Parigi – Migranti, un’associazione getta la spugna

migrants-porte-de-la-chapelleLungi da me fare del Francia bashing. Il tormentone della critica costante ad un determinato paese è uno sport troppo diffuso ma riguardo ai migranti la Francia proprio non ci prende. Da molte lezioni, soprattutto dall’arrivo del Presidente Macron, ma in casa propria non ci sa fare. Tra Monsieur Macron e Madame Hidalgo, la sindaca di Parigi, siamo allo spregio umanitario. Macron non apre i porti ed accusa di cinismo l’Italia. E portiamo pazienza, qualcosa verrà pur deciso. Ma guardiamo cosa succede in Francia dove non hanno saputo gestire il dramma umano della “giungla di Calais” dove circa due anni fa si era raggiunto un picco di 10.000 migranti che vivevano in situazione precaria sperando di poter andare in Inghilterra.
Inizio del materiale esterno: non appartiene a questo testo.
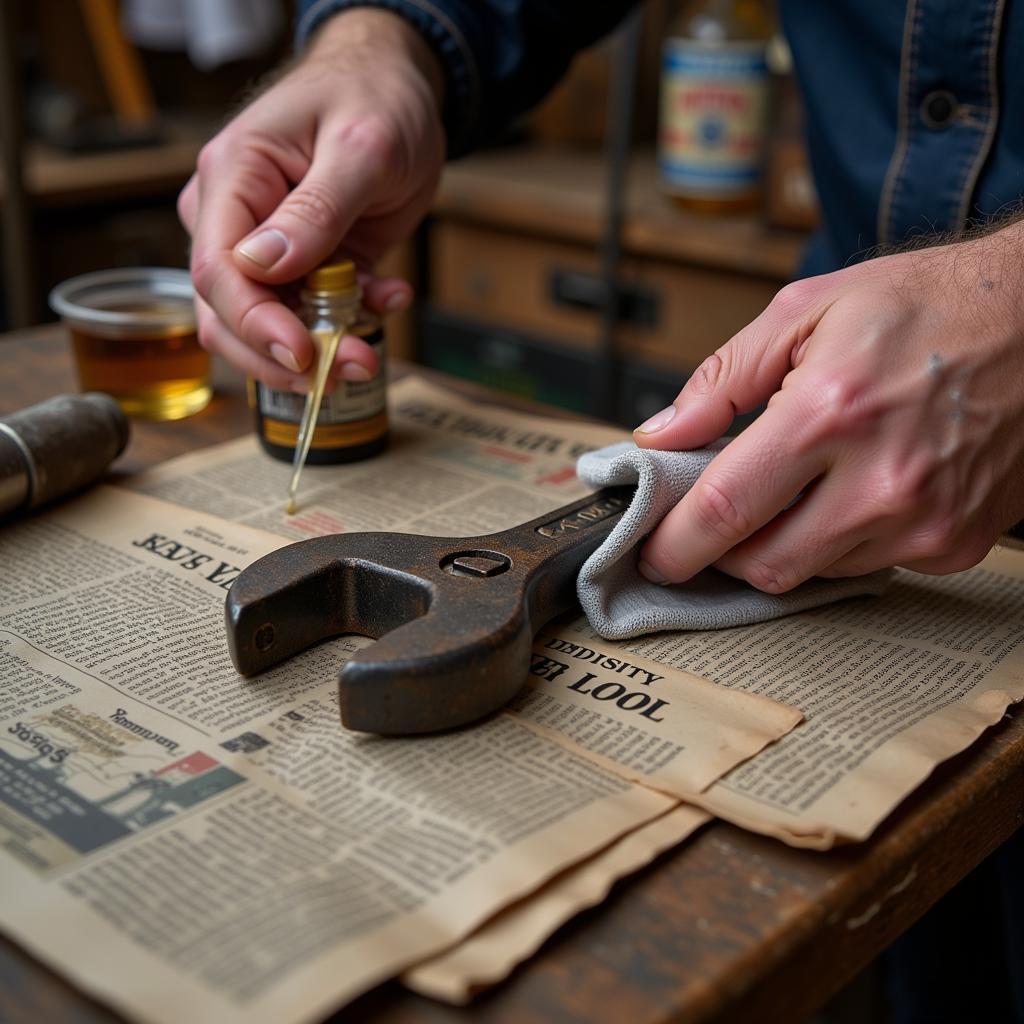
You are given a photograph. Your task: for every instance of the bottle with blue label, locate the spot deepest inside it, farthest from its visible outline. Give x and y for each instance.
(714, 108)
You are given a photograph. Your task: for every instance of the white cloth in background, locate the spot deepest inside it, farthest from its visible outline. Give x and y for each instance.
(213, 32)
(620, 602)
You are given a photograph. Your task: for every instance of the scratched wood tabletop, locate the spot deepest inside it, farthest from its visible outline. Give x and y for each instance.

Nell’ottobre 2016, quando si contavano circa 8.500 presenze, 5.500 persone furono evacuate o “messe in sicurezza” nella precipitazione come dichiarò la stessa sindaca di Calais. Precipitazione in cui vennero “smarriti” coloro che non volevano salire sugli autobus, minorenni, disperati o ribelli. Durante le operazioni scoppio anche un incendio…

Nel frattempo la sindaca di Parigi, Anne Hidalgo, si diletta con progetti certo interessanti (talvolta) ma poco umanitari (spesso). Madame Hidalgo che trova i soldi per imbellire la capitale, già bella di suo, non gestisce i tanti senzatetto di qualunque nazionalità, anche francesi che hanno toccato il fondo a causa della disoccupazione, e tantomeno gli accampamenti di migranti alle porte della capitale.

Solidarité migrants Wilson

Porte de la Chapelle, di cui scrivemmo nel giugno 2015 in un articolo dal titolo Parigi – Il pellegrinaggio dei migranti esplode. Siamo la 29 luglio 2018 e, come riportano il giornale francese Le Parisien, “il collettivo Solidarité migrants Wilson, che lavora con gli esiliati da 20 mesi, chiude le porte del proprio locali ed interrompe le proprie attività”. I migranti erano già stati evacuati nel giugno scorso. Per ragioni sanitarie fu detto ma con quali soluzioni? Infatti il campo si è riformato ma in quella zona una po’ dimenticata dove girano senza tetto o trafficanti, tossicomani, buoni e cattivi, disperati, minori, rifugiati… Ma rifugiati da cosa? Sono tutte persone, senza cadere nel buonismo. Sei un trafficante di crack? Bene vai in galera senza passare dal via. Sei una vittima di conflitti? Hai fatto chilometri sul mare o nel deserto per trovarti in un campo pericoloso e dalle condizioni sanitarie vergognose? Devi avere il diritto di essere curato! Sei minorenne? Devi essere protetto. L’associazione teme anche alcuni decessi. Uno è probabile, ma forse più, alcuni migranti sarebbero scomparsi dall’oggi all’indomani, non sarebbero più andati a chiedere il pane.

Solo per citare una delle spese folli della sindaca della capitale francese: 63 milioni di euro per un palazzo che accoglierà le circa 3000 opere del museo d’arte contemporanea dell’uomo d’affari miliardario François Pinault.  Nulla contro l’arte ma pensare prima al benessere della popolazione e gestire le situazioni di crisi come quella dei migranti è forse prioritario.